Gli accertamenti disposti dalla Direzione Distrettuale Antimafia di Messina ed eseguiti dalla Guardia di Finanza hanno documentato la singolare circostanza come gli odierni indagati risultassero contigui a strutturate organizzazioni criminali di matrice mafiosa: del resto, appare inverosimile che una discarica di tali dimensioni non abbia suscitato reazioni da parte della cittadinanza. Non si esclude che tale contingenza possa trovare logica spiegazione nel possibile timore per eventuali ritorsioni, in virtù dei rapporti parentali degli indagati con il boss, ora collaboratore di giustizia, già dominante sulla zona di Gravitelli di Messina.

Si è accertato come numerose imprese edili – impegnate in importanti opere di costruzione e/o ristrutturazione di complessi residenziali, centri commerciali, cliniche private, centri benessere, opere di riqualificazione del territorio (anche connesse all’eliminazione dell’annoso problema relativo alle baracche che grava sulla città di Messina) – abbiano scelto la più comoda – ed economica – via dello smaltimento illegale dei relativi rifiuti.

I reati ambientali, come dimostra questa indagine, faticano a destare allarme sociale nelle comunità.

Risulta evidente come l’area – a ridosso della tangenziale di innesto dell’autostrada Messina/Catania e nelle immediate vicinanza del centro abitato cittadino – sia gravemente compromessa dal punto di vista ambientale: è scomparso, nel tempo, un intero strato montuoso, fino a 5 anni fa coperto da una fitta vegetazione (FOTO), come noto indispensabile per garantire l’equilibrio idrogeologico.

In altri termini, la grave condotta criminale accertata dalle Fiamme Gialle ha prodotto un deterioramento significativo e misurabile di una estesa porzione del suolo (FOTO), aggravato dalla circostanza come la discarica oggi sequestrata risulti attigua al nominato Villaggio Gravitelli, situato nella parte alta del torrente – oggi coperto – Portalegni, sulle colline ad ovest di Messina, a soli 2 km. dal centro cittadino.

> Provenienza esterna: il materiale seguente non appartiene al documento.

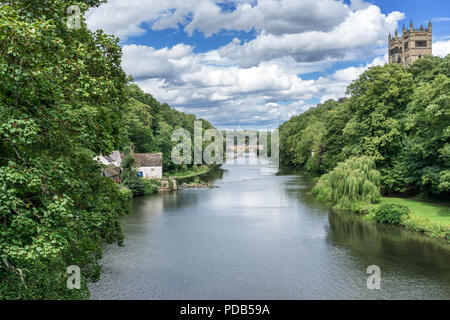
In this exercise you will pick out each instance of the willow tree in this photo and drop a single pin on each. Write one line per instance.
(59, 98)
(352, 185)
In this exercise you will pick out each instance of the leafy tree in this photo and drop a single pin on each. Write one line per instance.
(397, 116)
(352, 185)
(59, 99)
(428, 124)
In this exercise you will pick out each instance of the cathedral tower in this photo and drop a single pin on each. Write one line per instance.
(412, 45)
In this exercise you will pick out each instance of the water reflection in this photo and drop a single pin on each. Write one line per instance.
(263, 237)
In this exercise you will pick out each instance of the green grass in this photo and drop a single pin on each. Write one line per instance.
(432, 211)
(189, 173)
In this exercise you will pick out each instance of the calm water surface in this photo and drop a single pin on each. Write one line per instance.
(264, 237)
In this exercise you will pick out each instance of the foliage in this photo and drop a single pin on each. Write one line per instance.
(391, 213)
(426, 226)
(351, 186)
(147, 126)
(59, 99)
(436, 212)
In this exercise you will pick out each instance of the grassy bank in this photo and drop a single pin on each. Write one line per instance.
(431, 219)
(435, 212)
(192, 172)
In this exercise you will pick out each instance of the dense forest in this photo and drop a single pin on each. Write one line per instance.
(147, 126)
(397, 116)
(63, 99)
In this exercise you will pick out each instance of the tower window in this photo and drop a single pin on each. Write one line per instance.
(421, 43)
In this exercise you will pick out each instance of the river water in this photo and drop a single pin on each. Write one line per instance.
(264, 237)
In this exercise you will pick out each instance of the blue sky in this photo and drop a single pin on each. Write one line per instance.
(256, 63)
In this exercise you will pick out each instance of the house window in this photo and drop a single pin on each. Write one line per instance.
(421, 43)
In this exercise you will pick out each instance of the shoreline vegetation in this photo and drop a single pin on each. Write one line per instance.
(189, 173)
(347, 189)
(389, 136)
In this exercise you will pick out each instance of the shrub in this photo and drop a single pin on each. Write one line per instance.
(126, 193)
(150, 186)
(391, 213)
(352, 186)
(426, 226)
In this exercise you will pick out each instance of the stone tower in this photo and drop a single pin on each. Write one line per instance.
(412, 45)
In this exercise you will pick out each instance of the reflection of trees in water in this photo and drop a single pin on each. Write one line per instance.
(372, 240)
(211, 176)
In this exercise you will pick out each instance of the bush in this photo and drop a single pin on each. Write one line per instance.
(150, 187)
(126, 193)
(352, 186)
(391, 213)
(426, 226)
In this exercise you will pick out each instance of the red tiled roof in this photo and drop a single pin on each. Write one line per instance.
(148, 159)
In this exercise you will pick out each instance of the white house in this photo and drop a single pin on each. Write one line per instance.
(112, 165)
(149, 165)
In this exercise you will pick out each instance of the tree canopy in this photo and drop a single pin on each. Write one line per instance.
(397, 116)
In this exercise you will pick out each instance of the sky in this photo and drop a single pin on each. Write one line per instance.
(253, 64)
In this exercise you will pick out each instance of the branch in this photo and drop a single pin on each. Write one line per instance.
(15, 270)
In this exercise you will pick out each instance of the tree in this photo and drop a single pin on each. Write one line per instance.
(351, 186)
(59, 99)
(428, 124)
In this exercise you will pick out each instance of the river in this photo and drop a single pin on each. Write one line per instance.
(264, 237)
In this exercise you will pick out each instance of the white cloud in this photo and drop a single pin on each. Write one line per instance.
(255, 83)
(362, 31)
(125, 18)
(265, 95)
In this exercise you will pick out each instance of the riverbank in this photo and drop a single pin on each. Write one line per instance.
(428, 218)
(193, 172)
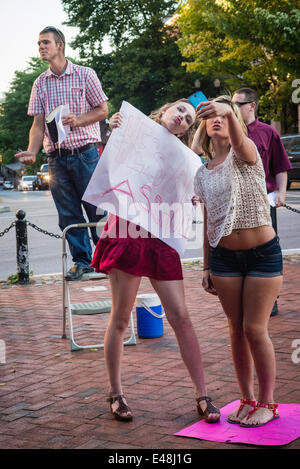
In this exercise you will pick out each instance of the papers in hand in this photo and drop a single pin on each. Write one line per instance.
(57, 131)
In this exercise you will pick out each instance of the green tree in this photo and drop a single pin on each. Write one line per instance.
(247, 43)
(145, 64)
(14, 122)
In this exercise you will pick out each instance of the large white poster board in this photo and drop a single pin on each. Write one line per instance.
(146, 175)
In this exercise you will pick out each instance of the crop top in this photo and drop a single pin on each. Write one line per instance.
(235, 196)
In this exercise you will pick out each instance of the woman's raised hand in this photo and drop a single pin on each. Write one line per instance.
(115, 121)
(208, 109)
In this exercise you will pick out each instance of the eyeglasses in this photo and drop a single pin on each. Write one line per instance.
(54, 30)
(242, 104)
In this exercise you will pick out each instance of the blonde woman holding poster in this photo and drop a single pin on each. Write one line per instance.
(126, 260)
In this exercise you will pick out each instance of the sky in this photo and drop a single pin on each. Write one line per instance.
(20, 24)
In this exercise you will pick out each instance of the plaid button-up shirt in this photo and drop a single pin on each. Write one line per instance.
(81, 89)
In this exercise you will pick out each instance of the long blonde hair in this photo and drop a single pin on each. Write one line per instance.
(204, 140)
(187, 138)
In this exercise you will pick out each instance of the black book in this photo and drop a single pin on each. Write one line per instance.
(52, 124)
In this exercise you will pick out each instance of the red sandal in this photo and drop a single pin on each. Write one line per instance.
(243, 402)
(273, 407)
(122, 412)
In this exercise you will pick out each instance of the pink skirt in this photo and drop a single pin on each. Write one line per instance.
(141, 256)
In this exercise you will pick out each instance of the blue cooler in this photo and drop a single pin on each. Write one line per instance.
(149, 314)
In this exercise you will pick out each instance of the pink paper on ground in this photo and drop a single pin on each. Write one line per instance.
(278, 432)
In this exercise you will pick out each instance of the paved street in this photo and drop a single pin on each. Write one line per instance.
(45, 251)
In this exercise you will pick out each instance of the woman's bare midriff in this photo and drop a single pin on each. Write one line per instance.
(247, 238)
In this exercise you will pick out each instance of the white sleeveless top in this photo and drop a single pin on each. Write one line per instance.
(235, 196)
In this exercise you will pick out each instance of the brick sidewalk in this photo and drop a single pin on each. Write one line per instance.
(53, 398)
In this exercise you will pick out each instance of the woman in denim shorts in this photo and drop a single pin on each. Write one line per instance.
(242, 255)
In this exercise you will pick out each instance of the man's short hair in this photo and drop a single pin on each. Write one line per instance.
(58, 35)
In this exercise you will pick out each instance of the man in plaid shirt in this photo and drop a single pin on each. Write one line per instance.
(72, 163)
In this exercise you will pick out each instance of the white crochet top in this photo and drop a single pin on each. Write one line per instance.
(235, 196)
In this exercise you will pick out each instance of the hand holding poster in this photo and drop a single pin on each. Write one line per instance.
(146, 175)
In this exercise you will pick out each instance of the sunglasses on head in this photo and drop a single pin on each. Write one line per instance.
(242, 104)
(54, 30)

Il torrente nascosto attraversava l’intero centro città, lungo la via Tommaso Cannizzaro, arrivando fino al mare: è chiaro come un’eventuale alluvione, peraltro sempre più frequenti in funzione dei gravi cambiamenti climatici a cui stiamo assistendo, facilitato nella sua forza distruttiva da colpevoli discariche abusive realizzate a monte di antichi torrenti, potrebbe agevolmente provocare – in ipotesi – fenomeni disastrosi, sulla scorta di quanto anche di recente accaduto, nell’ottobre del 2009, nei Villaggi a sud di Messina, Giampilieri su tutti, allorquando persero la vita ben 37 cittadini di quei centri. Gli esempi potrebbero continuare all’infinito su tutto il territorio nazionale. Tale grave situazione è ormai ampiamente nota agli Organi di Governo, tanto da spingerli ad adottare, nel recente febbraio 2019, il Piano Nazionale per la Mitigazione del Rischio Idrogeologico, il Ripristino e la tutela della Risorsa Ambientale. Successivamente, quindi, nel recentissimo luglio 2019, il Ministero dell’Ambiente ha diramato gli elenchi di interventi per liste regionali, nonché i relativi fabbisogni finanziari. La Regione Sicilia è destinataria di quasi 21 milioni di €, di cui larghissima parte, pari ad oltre 13 milioni di euro, destinati alla sola provincia di Messina, così identificandola come l’area a maggiore e perdurante rischio idrogeologico.